“One Embedder, Any Task: Instruction-Finetuned Text Embeddings (INSTRUCTOR)”, Hongjin Su, Weijia Shi, Jungo Kasai, Yizhong Wang, Yushi Hu, Mari Ostendorf, Wen-tau Yih, Noah Smith, Luke Zettlemoyer, Tao Yu2022-12-19 (, , , ; backlinks)⁠:

We introduce INSTRUCTOR, a new method for computing text embeddings given task instructions: every text input is embedded together with instructions explaining the use case (eg. task and domain descriptions). Unlike encoders from prior work that are more specialized, INSTRUCTOR is a single embedder that can generate text embeddings tailored to different downstream tasks and domains, without any further training.

We first annotate instructions for 330 diverse tasks and train INSTRUCTOR on this multitask mixture with a contrastive loss.

We evaluate INSTRUCTOR on 70 embedding evaluation tasks (66 of which are unseen during training), ranging from classification and information retrieval to semantic textual similarity and text generation evaluation. INSTRUCTOR, while having an order of magnitude fewer parameters than the previous best model, achieves state-of-the-art performance, with an average improvement of 3.4% compared to the previous best results on the 70 diverse datasets. [#1 as of 2023-01-31 on the MTEB leaderboard]

Our analysis suggests that INSTRUCTOR is robust to changes in instructions, and that instruction finetuning mitigates the challenge of training a single model on diverse datasets.

Our model, code, and data are available at https://instructor-embedding.github.io/.

4.3 Complexity of Instructions: Here we further analyze the role of instructions over varying degrees of their complexity. Specifically, we consider 4 levels of instruction complexity: N/A (no instructions), dataset tags, simple instructions, and detailed instructions (the original instruction format, §2.3). In the dataset tag setup, each example is prepended with its dataset name. For instance, on the Natural Questions dataset, the query is formatted as “Natural Questions; Input: who sings the song Love Story”. In the simple instruction setup, we use one or two words to describe the domain (eg. for Natural Questions, the input query is “Wikipedia Questions; Input: who sings the song Love Story”). Figure 5 shows their average performances across all task categories. Even with trivial dataset tags, INSTRUCTOR outperforms the original GTR model, illustrating the effectiveness of instructions for diverse training.

As more information is provided in the instruction (from tag to simple and from simple to detail), we observe consistent improvements.
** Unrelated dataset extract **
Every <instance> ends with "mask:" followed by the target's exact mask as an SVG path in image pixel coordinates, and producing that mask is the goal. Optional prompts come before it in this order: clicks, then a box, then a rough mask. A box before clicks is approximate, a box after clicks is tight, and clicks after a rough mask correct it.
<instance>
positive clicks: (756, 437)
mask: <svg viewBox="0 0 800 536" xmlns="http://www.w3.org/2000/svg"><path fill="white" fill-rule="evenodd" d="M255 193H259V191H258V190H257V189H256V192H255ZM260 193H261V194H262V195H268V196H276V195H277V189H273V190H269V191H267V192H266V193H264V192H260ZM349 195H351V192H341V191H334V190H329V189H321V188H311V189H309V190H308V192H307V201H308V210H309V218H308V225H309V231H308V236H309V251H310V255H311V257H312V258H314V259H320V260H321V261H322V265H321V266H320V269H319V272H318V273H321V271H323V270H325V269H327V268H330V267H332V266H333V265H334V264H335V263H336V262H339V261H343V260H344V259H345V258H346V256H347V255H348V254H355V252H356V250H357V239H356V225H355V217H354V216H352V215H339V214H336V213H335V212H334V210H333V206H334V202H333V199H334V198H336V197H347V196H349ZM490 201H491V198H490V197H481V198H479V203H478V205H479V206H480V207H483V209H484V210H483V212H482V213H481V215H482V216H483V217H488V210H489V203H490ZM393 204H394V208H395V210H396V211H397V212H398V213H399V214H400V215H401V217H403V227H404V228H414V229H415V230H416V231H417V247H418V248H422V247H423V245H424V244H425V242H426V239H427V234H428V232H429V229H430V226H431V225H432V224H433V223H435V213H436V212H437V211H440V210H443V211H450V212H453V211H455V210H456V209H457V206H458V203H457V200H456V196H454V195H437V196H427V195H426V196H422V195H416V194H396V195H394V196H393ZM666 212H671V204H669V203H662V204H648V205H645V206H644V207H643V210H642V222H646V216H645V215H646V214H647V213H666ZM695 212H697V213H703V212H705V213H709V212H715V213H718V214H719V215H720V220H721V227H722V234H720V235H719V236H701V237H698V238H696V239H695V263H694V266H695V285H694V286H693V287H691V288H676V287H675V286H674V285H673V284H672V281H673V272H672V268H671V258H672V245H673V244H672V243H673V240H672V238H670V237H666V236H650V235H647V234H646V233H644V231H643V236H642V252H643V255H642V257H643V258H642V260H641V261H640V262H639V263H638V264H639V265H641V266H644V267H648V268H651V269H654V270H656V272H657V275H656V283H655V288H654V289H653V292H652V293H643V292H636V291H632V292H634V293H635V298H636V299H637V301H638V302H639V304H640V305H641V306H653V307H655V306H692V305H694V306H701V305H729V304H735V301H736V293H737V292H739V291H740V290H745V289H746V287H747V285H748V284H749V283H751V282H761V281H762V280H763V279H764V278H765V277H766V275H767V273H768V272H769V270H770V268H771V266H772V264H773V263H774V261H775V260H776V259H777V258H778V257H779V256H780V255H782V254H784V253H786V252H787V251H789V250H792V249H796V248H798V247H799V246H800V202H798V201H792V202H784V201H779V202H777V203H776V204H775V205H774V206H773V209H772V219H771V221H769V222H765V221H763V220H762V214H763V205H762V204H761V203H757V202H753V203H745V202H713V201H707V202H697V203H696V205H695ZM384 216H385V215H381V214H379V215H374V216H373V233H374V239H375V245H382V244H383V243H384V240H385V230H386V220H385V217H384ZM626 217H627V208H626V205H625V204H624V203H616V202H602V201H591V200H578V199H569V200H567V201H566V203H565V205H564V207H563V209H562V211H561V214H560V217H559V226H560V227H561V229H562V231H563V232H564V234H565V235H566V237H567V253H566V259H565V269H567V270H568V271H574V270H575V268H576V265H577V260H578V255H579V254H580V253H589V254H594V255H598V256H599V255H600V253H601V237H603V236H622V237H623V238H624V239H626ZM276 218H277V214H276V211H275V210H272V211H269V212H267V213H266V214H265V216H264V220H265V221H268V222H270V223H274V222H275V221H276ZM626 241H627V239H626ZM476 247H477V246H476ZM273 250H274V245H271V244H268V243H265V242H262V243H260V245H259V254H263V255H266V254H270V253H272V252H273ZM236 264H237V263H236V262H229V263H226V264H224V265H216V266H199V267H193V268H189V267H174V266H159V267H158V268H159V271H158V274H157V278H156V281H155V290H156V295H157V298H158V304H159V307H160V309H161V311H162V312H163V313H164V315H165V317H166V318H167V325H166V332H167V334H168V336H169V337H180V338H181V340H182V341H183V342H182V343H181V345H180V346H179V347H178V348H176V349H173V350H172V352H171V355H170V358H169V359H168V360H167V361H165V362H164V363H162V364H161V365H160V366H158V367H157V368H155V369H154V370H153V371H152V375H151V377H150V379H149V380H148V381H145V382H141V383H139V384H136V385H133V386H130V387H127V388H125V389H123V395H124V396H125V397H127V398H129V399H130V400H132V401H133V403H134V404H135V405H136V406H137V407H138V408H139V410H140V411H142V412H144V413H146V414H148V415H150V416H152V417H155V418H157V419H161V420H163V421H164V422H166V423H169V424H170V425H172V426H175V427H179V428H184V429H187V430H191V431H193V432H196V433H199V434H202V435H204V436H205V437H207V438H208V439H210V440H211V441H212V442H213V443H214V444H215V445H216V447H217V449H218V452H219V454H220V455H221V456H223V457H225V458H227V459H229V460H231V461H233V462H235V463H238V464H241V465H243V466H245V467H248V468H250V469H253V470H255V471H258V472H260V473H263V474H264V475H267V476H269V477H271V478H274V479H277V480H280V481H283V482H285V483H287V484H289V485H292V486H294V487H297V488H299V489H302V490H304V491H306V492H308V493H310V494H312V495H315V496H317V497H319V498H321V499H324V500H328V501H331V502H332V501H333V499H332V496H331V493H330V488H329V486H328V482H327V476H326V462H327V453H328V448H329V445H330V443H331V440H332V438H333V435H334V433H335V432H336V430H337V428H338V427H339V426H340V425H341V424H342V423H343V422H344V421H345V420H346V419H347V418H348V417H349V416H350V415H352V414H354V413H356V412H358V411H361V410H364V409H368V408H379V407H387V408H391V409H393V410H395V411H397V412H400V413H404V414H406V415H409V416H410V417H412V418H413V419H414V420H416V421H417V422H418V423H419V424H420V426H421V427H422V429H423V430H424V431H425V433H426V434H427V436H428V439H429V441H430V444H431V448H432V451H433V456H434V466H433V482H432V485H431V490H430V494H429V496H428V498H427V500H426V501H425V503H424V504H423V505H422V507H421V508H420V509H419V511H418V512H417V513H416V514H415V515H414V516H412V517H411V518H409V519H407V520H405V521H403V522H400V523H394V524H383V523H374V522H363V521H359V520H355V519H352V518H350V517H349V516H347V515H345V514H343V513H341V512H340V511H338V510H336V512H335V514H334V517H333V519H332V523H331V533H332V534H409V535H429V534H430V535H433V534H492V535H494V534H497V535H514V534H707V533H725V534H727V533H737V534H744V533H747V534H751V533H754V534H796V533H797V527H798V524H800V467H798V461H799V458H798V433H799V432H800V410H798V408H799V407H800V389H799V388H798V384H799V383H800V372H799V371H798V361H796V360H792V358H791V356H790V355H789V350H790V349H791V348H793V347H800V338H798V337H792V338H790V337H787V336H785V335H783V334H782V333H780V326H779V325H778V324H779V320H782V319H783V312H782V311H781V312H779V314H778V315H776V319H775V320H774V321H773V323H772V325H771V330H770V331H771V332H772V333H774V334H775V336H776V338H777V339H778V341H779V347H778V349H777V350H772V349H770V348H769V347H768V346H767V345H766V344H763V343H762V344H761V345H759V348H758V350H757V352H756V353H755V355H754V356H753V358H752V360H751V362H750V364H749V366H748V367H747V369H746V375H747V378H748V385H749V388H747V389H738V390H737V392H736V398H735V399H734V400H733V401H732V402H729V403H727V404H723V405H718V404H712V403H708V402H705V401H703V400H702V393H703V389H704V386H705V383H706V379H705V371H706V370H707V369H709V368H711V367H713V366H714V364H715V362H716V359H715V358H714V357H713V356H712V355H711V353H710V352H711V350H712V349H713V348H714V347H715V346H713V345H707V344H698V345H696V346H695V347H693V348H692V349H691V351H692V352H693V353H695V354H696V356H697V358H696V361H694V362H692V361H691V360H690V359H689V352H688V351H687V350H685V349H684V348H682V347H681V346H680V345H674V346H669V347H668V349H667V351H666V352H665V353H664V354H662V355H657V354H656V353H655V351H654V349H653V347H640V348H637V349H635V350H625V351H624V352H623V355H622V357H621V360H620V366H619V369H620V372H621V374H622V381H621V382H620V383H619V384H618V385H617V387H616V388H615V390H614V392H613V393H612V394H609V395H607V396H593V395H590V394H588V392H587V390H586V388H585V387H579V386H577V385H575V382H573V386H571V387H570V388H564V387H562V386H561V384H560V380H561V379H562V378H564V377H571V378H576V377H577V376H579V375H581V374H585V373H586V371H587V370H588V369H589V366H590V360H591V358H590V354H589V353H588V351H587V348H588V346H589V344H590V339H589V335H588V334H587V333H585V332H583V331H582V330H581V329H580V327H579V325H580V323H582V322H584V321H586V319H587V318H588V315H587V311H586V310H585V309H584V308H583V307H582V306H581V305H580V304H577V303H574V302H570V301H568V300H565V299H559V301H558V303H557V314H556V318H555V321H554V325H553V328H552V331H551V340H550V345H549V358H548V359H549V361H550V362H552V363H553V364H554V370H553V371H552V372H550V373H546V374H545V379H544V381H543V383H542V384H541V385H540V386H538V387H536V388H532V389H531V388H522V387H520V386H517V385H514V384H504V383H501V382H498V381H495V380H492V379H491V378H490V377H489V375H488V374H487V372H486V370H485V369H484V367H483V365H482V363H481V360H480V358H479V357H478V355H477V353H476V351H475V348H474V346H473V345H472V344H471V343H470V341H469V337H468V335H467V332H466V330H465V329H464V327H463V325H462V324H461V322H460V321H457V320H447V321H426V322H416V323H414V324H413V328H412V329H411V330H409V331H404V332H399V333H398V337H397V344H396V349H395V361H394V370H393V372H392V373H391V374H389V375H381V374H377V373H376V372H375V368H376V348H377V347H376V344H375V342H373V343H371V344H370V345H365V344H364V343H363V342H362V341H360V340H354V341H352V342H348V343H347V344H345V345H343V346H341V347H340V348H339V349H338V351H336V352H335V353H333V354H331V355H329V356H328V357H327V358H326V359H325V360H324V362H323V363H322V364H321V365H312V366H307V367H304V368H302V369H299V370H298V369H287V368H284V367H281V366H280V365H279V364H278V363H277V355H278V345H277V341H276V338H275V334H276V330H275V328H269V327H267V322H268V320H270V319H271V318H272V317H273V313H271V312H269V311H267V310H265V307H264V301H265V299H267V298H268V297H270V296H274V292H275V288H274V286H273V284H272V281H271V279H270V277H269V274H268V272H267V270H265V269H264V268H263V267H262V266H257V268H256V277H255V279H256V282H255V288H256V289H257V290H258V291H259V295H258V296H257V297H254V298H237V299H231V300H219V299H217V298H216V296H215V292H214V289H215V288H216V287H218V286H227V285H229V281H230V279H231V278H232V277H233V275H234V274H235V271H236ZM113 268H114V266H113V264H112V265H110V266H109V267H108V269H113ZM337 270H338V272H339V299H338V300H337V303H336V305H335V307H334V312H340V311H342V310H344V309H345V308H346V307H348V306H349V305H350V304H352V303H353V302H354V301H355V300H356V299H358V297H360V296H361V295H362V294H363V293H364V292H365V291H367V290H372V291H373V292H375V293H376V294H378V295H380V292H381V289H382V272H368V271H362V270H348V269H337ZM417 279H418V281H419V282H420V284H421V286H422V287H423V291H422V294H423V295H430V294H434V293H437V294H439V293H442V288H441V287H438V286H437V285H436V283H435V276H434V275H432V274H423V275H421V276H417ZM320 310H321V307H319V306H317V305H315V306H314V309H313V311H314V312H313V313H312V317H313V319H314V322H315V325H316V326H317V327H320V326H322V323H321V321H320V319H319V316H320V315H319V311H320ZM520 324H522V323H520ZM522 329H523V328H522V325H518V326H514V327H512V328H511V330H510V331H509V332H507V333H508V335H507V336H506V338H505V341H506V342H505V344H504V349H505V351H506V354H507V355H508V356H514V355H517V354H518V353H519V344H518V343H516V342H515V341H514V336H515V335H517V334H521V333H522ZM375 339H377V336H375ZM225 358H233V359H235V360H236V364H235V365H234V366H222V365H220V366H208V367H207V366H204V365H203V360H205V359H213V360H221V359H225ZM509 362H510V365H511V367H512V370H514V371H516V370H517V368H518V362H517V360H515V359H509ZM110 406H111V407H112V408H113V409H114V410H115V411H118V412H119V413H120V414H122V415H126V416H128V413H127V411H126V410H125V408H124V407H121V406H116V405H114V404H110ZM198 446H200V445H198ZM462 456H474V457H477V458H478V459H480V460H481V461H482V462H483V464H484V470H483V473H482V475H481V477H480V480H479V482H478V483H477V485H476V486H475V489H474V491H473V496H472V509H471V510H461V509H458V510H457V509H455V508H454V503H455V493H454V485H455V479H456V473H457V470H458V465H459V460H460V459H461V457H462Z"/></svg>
Figure 5: Average performance over varying degrees of instruction details. As the instructions become more detailed, the performance improves. N/A: no instructions are given; tag: dataset names are prepended; simple: one word or two for the task domain are given (eg. Wikipedia); and detailed: our proposed instructions (§2.3).

4.4 Model Sizes and Instruction Finetuning: Figure 6 studies the influence of model sizes. Specifically, we use GTR-Base (0.1B), GTR-Large (0.3B), and GTR-XL (1.5B). They are pretrained on the same corpus and differ only in the encoder size (the embedding sizes are the same). We compare models of various sizes and report the average performance across all the categories. As the encoder transformer model scales up, the performance continues to increase for both GTR and INSTRUCTOR. Nonetheless, the improvement in INSTRUCTOR is more pronounced, perhaps because embeddings with instructions benefit from larger capacities. This implies that large models are more generalizable to compute texts in various domains and task types, providing embeddings for general purposes. Further scale-ups are left to future work.

Figure 6: Average performance comparisons with varying sizes of models. INSTRUCTOR benefits more from scaling up, perhaps because instructions require additional computations.

4.5 Instructions Mitigate Domain Shifts: One advantage of instruction-based finetuning is that it improves models’ ability to generalize to unseen domains and tasks. To demonstrate this effectiveness, we found 3 unseen domains that INSTRUCTOR was not trained on: geography, biology, and civil comments. As shown in Table 3, INSTRUCTOR largely improves (above the average improvement) GTR-Large’s performance on all 3 domains, indicating that instructions can help more when applying models to unseen or uncommon domains.

Table 3: Results of GTR-Large and INSTRUCTOR on unseen domains: geography, biology and civil comments. Domain-specific datasets benefit particularly from instruction finetuning. More results can be found in Table 9 & 10 in the appendix; they also show similar trends.
Model Geography Biology
GTR-Large 53.4 25.7 71.8
INSTRUCTOR 62.3 30.2 77.2
Relative gain (%) +16.7 +17.5 +7.5

[Possible use-case: customized semantic maps eg. argument maps. Instead of a fixed layout suitable for only 1 use (or none at all), the user describes the current task (like planning a vacation) as the prompt, and then INSTRUCTOR embeds all the relevant datapoints, and 2 or 3 principal components are extracted from the embedding, and the items are laid out spatially. Presumably the layout would make more sense than a universal generic map, while being far easier for the user to understand, edit, or use.]